We tend to associate the highest godliness with the humblest service. Jesus proved his holiness when he stooped to wash the filthy feet of his disciples. He proved his submission to God when he willingly faced the unjust suffering of the cross. In both cases, it is what Jesus did that displayed his godly character. This is the heart of what Christians refer to as servant-leadership, of displaying the highest kind of leadership through the lowest acts of service.
Successful Christian churches, ministries, businesses, and organizations are dependent upon people who are willing to serve. They thrive when people humble themselves to carry out whatever tasks need to be done. The high-powered lawyer and the struggling small business owner unite when they step into the church and serve shoulder-to-shoulder to brew the coffee and mop the floors. Their actions prove them to be leaders in godly character.
We need this kind of leadership, this leading by doing. No church or other organization can last long without it. We are right to honor those who exemplify it.
But there is another kind of leadership that is equally important, though far less common. For a church or other organization to be successful, it needs doers, but it also needs delegators. It needs people whose first instinct is to do and people whose first instinct is to delegate. These are very different skills or traits of character and a thriving organization depends upon a healthy balance of both.

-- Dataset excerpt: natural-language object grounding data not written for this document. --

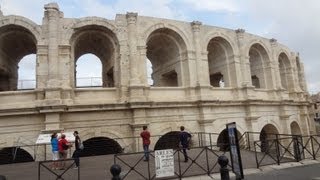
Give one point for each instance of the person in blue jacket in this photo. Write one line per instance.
(184, 139)
(55, 150)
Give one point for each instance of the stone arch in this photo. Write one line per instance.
(285, 71)
(88, 21)
(103, 43)
(260, 68)
(183, 35)
(295, 128)
(220, 54)
(300, 74)
(100, 146)
(206, 40)
(15, 42)
(26, 23)
(223, 140)
(267, 134)
(165, 50)
(10, 155)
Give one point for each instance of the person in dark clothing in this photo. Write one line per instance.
(145, 135)
(76, 153)
(184, 139)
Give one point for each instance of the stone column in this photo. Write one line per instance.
(244, 59)
(53, 86)
(142, 65)
(132, 40)
(272, 68)
(52, 16)
(196, 31)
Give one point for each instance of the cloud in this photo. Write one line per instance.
(212, 5)
(293, 22)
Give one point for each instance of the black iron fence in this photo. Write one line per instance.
(58, 170)
(202, 161)
(286, 149)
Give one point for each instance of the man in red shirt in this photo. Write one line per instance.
(145, 134)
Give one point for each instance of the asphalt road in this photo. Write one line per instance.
(306, 172)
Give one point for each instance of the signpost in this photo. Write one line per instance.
(164, 163)
(235, 150)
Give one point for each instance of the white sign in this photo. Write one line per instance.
(46, 138)
(164, 160)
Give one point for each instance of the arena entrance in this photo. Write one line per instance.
(267, 133)
(100, 146)
(223, 140)
(10, 155)
(168, 141)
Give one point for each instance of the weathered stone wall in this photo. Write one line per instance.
(184, 55)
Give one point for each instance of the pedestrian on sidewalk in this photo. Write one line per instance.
(78, 147)
(184, 139)
(145, 135)
(63, 146)
(55, 150)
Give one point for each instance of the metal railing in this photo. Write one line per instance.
(202, 161)
(288, 149)
(46, 171)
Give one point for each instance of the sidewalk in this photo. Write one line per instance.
(269, 172)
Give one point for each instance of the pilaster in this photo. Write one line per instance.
(132, 40)
(244, 59)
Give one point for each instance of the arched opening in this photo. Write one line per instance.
(89, 71)
(100, 146)
(300, 74)
(255, 81)
(259, 60)
(27, 72)
(165, 49)
(284, 69)
(149, 72)
(10, 155)
(267, 134)
(15, 43)
(219, 52)
(297, 140)
(223, 140)
(295, 128)
(168, 141)
(100, 42)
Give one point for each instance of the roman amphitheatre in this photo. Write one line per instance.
(203, 78)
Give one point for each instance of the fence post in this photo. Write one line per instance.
(115, 171)
(313, 153)
(277, 149)
(224, 171)
(248, 139)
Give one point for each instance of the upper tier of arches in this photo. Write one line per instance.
(225, 58)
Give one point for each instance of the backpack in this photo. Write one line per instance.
(65, 146)
(81, 146)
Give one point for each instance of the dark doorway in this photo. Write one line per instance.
(100, 146)
(168, 141)
(223, 140)
(14, 155)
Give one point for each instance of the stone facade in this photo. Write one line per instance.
(263, 81)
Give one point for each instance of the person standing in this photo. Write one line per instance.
(63, 146)
(184, 139)
(76, 153)
(55, 150)
(145, 135)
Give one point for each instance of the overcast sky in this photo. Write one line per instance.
(294, 23)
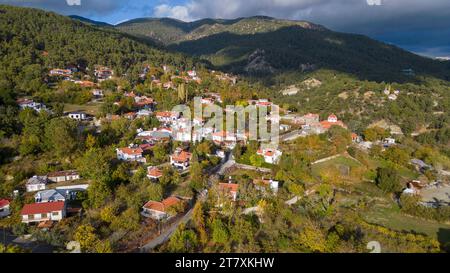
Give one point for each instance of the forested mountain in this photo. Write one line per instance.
(168, 30)
(32, 41)
(262, 45)
(89, 21)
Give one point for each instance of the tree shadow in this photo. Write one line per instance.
(444, 239)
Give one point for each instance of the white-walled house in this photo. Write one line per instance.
(49, 196)
(36, 183)
(264, 184)
(181, 159)
(4, 208)
(130, 154)
(63, 176)
(41, 212)
(271, 156)
(78, 116)
(160, 210)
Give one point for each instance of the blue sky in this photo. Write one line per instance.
(422, 26)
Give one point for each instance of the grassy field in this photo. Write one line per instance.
(392, 218)
(335, 163)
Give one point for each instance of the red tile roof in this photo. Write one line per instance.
(131, 151)
(38, 208)
(327, 125)
(155, 172)
(182, 156)
(3, 203)
(229, 187)
(162, 206)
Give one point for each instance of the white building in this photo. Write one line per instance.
(181, 159)
(130, 154)
(160, 210)
(36, 183)
(271, 156)
(78, 116)
(63, 176)
(4, 208)
(48, 196)
(41, 212)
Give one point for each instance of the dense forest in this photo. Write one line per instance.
(341, 204)
(262, 46)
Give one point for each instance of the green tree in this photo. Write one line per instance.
(60, 136)
(388, 180)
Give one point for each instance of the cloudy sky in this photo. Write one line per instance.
(422, 26)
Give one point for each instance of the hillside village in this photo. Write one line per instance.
(94, 154)
(163, 150)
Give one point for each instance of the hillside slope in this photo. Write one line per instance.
(32, 41)
(259, 46)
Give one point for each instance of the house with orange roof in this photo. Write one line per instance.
(332, 121)
(154, 173)
(181, 159)
(42, 212)
(160, 210)
(4, 208)
(131, 154)
(271, 156)
(167, 116)
(266, 184)
(229, 189)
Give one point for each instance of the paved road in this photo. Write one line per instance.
(165, 236)
(8, 238)
(291, 136)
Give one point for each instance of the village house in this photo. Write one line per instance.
(271, 156)
(63, 176)
(229, 189)
(160, 210)
(131, 154)
(420, 165)
(260, 103)
(143, 102)
(130, 115)
(143, 113)
(27, 103)
(103, 73)
(167, 117)
(182, 135)
(169, 85)
(98, 93)
(80, 116)
(85, 84)
(413, 187)
(332, 121)
(53, 195)
(181, 159)
(192, 73)
(36, 183)
(4, 208)
(356, 138)
(42, 212)
(157, 135)
(265, 184)
(61, 72)
(154, 173)
(225, 138)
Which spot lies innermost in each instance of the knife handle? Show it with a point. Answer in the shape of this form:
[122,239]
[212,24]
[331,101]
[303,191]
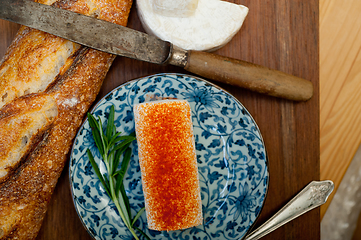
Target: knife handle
[247,75]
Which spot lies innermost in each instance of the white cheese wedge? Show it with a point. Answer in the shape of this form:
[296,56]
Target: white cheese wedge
[179,8]
[212,25]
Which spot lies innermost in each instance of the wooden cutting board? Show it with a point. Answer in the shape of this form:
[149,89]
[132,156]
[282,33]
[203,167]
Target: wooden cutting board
[280,34]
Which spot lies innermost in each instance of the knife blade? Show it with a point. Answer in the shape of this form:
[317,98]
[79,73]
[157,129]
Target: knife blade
[123,41]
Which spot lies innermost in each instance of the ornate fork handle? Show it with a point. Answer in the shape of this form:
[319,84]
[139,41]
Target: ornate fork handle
[313,195]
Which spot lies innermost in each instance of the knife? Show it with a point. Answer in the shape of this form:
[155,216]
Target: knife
[123,41]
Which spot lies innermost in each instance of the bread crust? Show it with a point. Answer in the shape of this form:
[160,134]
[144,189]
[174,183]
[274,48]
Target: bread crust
[25,195]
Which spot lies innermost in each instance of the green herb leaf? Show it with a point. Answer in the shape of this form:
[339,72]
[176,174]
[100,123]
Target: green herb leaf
[96,170]
[140,212]
[110,124]
[111,147]
[143,233]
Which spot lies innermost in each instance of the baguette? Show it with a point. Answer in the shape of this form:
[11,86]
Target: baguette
[48,78]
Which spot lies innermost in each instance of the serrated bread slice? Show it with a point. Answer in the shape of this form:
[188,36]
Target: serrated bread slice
[21,122]
[71,78]
[168,164]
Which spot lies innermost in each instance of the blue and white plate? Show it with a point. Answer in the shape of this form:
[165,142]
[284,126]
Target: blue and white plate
[232,161]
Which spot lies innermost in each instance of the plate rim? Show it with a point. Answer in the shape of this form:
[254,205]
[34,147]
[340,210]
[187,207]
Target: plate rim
[92,109]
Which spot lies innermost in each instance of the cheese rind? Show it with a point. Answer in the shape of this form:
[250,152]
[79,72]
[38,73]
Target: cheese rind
[213,24]
[171,8]
[168,164]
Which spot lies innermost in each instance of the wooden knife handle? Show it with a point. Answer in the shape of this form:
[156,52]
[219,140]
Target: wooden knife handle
[247,75]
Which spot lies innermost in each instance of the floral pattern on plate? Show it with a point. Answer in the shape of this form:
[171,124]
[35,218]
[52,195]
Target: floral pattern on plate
[232,161]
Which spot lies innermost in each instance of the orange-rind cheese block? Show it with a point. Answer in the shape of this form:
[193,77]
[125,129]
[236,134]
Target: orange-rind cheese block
[168,164]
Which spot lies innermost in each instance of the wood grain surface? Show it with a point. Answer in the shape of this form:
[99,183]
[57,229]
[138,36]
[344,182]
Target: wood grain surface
[340,87]
[280,34]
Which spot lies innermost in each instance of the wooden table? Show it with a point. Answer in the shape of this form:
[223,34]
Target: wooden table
[340,87]
[280,34]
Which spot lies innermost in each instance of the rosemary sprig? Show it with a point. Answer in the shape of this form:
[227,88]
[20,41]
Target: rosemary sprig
[111,147]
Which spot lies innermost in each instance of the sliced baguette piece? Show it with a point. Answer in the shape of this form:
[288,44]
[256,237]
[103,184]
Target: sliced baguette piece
[22,122]
[25,195]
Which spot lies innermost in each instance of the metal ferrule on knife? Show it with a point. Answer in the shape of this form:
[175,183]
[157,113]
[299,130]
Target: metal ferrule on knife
[123,41]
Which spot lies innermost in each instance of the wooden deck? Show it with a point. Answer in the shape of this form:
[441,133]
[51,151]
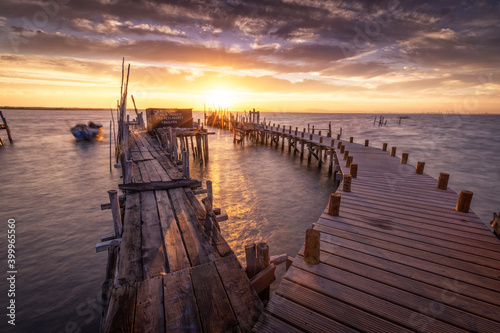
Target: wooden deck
[169,274]
[398,258]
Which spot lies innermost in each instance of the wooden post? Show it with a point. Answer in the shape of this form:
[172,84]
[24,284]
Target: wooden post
[312,247]
[404,158]
[251,256]
[349,161]
[115,210]
[127,179]
[420,168]
[346,183]
[443,181]
[354,170]
[263,260]
[334,204]
[464,200]
[185,164]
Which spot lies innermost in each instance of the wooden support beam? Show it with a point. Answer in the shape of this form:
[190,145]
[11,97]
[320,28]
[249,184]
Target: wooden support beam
[251,257]
[420,167]
[334,204]
[115,210]
[354,170]
[312,247]
[263,279]
[156,186]
[103,246]
[404,158]
[443,181]
[464,201]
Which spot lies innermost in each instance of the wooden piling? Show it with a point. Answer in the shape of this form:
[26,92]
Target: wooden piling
[354,170]
[348,161]
[312,247]
[251,257]
[464,201]
[115,210]
[420,168]
[443,181]
[404,158]
[346,183]
[334,204]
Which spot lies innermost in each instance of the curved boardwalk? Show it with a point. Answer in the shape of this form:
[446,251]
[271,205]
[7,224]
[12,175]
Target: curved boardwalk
[398,258]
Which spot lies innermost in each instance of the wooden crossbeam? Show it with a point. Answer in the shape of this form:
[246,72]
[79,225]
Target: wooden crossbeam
[154,186]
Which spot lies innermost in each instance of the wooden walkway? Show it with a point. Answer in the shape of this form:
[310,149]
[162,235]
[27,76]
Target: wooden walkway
[398,258]
[169,274]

Many ministries within the local church fail to thrive or even collapse altogether because the leader of that ministry is an eager doer but reluctant delegator. When there is a difficult situation or when a key person fails to show up, her first instinct is to just do the task herself. This may be a godly instinct born from a desire to serve, but it may actually prove unhelpful in the short-term and harmful in the long. The far better approach may be to delegate the task to someone else. The leader of a Christian organization may see a problem and respond by addressing it himself. It’s a mark of humility to joyfully scrub a toilet or empty the trash. But it may also be the mark of a person who is reluctant to lead or afraid to exercise authority. Doing rather than delegating may not be quite as noble as it at first appears.
Our churches need loads of doers, people who are willing to do what needs to be done, regardless of whether that task is high or low, visible or unseen. In fact, every Christian should approach every area of life with a deep desire and willingness to do. No task is too low for one who has been saved by the one “who, though he was in the form of God, did not count equality with God a thing to be grasped, but emptied himself, by taking the form of a servant, being born in the likeness of men. And being found in human form, he humbled himself by becoming obedient to the point of death, even death on a cross” (Philippians 2:6-8).
Yet our churches also need their share of delegators, people who are willing to do, but who have learned to delegate. The way they serve their church best is not to do what needs to be done, but to delegate those tasks to others. The way they serve their church is to ensure the task is being carried out by the appropriate person. Their godliness is expressed in accepting and exercising the authority of leadership with its delegating power. These are the people whose ministries tend to grow and to thrive.
If you are called to lead, you need to display godly character in your acts of service. Go low! Serve God by serving others! But understand that you can only lead skillfully and successfully if you are willing to delegate. Sometimes the way to do is to delegate.